The Canadian Dollar (CAD) is climbing to fresh highs, set to challenge Monday’s trading range following a bumper labor data release, with a firm US Nonfarm Payrolls (NFP) reading for the US Dollar (USD) mixing with misses on hourly wages and unemployment.
Canada labor markets continue to improve, with the Canadian economy adding more jobs than expected, but a bumper NFP reading is seeing mixed results for the USD on lethargic US unemployment rate and wages figures.
The USD/CAD clipped into an intraday high of 1.3746 before getting forced back down the charts into 1.3660, losing contact with the 50-hour Simple Moving Average (SMA) near 1.3720 and making a run for support at the 200-hour SMA near 1.3620.
Despite Friday’s reprieve, the USD/CAD remains firmly bullish on the charts, trading well above the 200-day SMA near 1.3450 and the 50-day SMA confirming a bullish cross of the longer moving average.
The Relative Strength Index (RSI) has pulled back from overbought conditions on the daily chart, and USD/CAD short interest will want a bearish confirmation before following the indicator lower.
Nonfarm Payrolls (NFP) are part of the US Bureau of Labor Statistics monthly jobs report. The Nonfarm Payrolls component specifically measures the change in the number of people employed in the US during the previous month, excluding the farming industry.
The Nonfarm Payrolls figure can influence the decisions of the Federal Reserve by providing a measure of how successfully the Fed is meeting its mandate of fostering full employment and 2% inflation.

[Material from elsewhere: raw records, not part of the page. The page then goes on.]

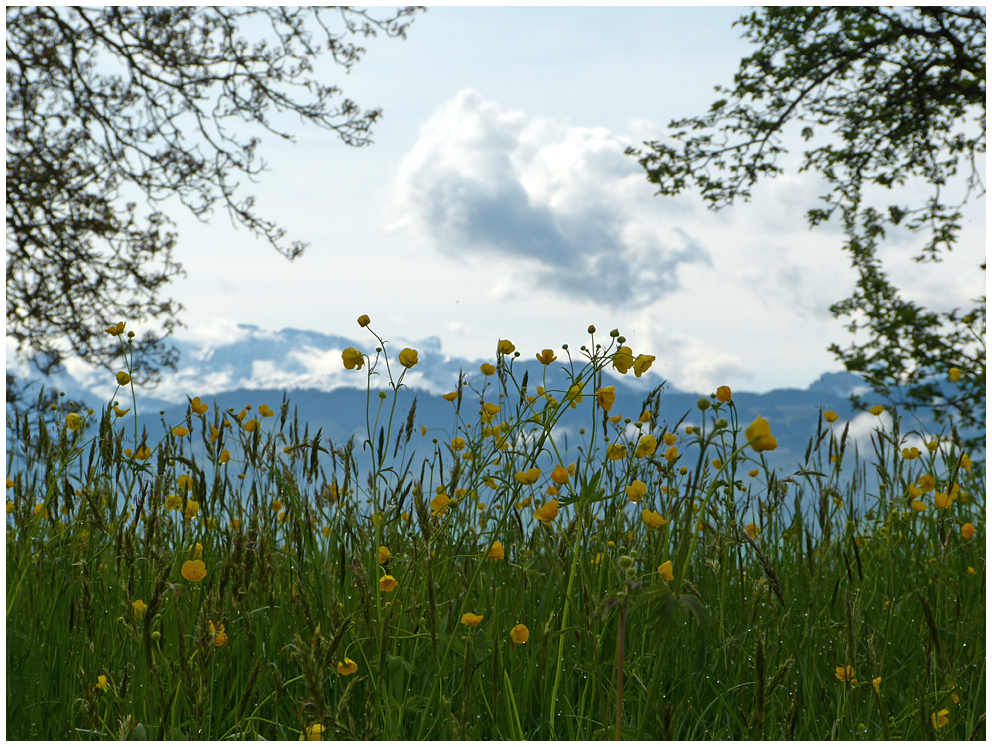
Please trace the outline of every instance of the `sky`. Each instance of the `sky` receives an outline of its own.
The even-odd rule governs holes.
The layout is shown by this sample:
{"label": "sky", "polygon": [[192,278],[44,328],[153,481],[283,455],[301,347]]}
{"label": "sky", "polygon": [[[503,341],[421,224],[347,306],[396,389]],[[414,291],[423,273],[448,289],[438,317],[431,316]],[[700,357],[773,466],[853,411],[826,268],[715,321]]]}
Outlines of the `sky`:
{"label": "sky", "polygon": [[[787,167],[714,213],[691,193],[654,196],[623,153],[732,84],[753,51],[732,27],[744,12],[434,7],[406,40],[363,42],[350,74],[318,67],[383,109],[374,144],[294,122],[295,142],[262,138],[269,170],[239,194],[310,243],[292,263],[223,212],[203,224],[167,206],[187,273],[169,289],[185,307],[177,336],[222,341],[254,324],[362,341],[368,314],[389,340],[437,336],[448,355],[490,359],[501,338],[529,355],[578,346],[594,324],[688,391],[805,387],[841,370],[827,348],[848,333],[828,308],[855,275],[838,226],[806,223],[824,191],[815,174]],[[984,202],[942,265],[910,262],[914,241],[883,252],[907,296],[949,310],[984,293]]]}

A relatively high NFP figure means more people are in employment, earning more money and therefore probably spending more. A relatively low Nonfarm Payrolls’ result, on the either hand, could mean people are struggling to find work.
The Fed will typically raise interest rates to combat high inflation triggered by low unemployment, and lower them to stimulate a stagnant labor market.

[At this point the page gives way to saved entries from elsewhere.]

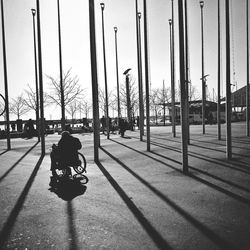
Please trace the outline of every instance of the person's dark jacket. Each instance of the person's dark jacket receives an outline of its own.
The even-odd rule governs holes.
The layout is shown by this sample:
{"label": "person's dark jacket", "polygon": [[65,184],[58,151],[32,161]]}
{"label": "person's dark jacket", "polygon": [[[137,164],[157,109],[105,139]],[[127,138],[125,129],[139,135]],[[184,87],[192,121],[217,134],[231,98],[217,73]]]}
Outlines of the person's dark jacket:
{"label": "person's dark jacket", "polygon": [[64,163],[72,163],[78,160],[78,150],[82,144],[78,138],[71,135],[63,136],[58,142],[60,160]]}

Nonfarm Payrolls generally have a positive correlation with the US Dollar. This means when payrolls’ figures come out higher-than-expected the USD tends to rally and vice versa when they are lower.
NFPs influence the US Dollar by virtue of their impact on inflation, monetary policy expectations and interest rates. A higher NFP usually means the Federal Reserve will be more tight in its monetary policy, supporting the USD.

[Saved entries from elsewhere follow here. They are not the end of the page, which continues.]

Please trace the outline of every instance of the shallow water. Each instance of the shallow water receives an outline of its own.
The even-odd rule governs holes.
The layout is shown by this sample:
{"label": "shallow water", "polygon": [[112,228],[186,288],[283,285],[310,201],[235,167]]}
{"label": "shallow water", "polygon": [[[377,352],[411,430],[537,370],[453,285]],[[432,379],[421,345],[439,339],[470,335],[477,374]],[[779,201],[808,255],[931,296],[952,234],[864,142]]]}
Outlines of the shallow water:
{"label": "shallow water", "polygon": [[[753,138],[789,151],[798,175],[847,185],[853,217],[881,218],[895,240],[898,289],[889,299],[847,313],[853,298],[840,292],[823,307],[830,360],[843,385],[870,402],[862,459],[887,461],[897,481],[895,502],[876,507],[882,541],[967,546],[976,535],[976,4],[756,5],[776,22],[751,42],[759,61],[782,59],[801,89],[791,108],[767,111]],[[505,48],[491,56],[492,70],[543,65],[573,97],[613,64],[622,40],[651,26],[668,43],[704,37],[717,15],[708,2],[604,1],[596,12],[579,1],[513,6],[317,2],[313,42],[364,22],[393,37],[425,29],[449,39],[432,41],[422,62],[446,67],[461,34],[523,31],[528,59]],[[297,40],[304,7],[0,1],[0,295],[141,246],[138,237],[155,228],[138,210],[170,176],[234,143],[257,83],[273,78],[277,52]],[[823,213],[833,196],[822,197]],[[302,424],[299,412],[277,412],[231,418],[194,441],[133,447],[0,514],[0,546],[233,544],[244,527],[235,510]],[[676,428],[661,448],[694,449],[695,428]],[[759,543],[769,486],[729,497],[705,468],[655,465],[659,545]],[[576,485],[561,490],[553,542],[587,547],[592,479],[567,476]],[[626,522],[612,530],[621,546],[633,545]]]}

Nonfarm Payrolls are generally negatively-correlated with the price of Gold. This means a higher-than-expected payrolls’ figure will have a depressing effect on the Gold price and vice versa.
Higher NFP generally has a positive effect on the value of the USD, and like most major commodities Gold is priced in US Dollars. If the USD gains in value, therefore, it requires less Dollars to buy an ounce of Gold.
Also, higher interest rates (typically helped higher NFPs) also lessen the attractiveness of Gold as an investment compared to staying in cash, where the money will at least earn interest.
Nonfarm Payrolls is only one component within a bigger jobs report and it can be overshadowed by the other components.
At times, when NFP come out higher-than-forecast, but the Average Weekly Earnings is lower than expected, the market has ignored the potentially inflationary effect of the headline result and interpreted the fall in earnings as deflationary.
The Participation Rate and the Average Weekly Hours components can also influence the market reaction, but only in seldom events like the “Great Resignation” or the Global Financial Crisis.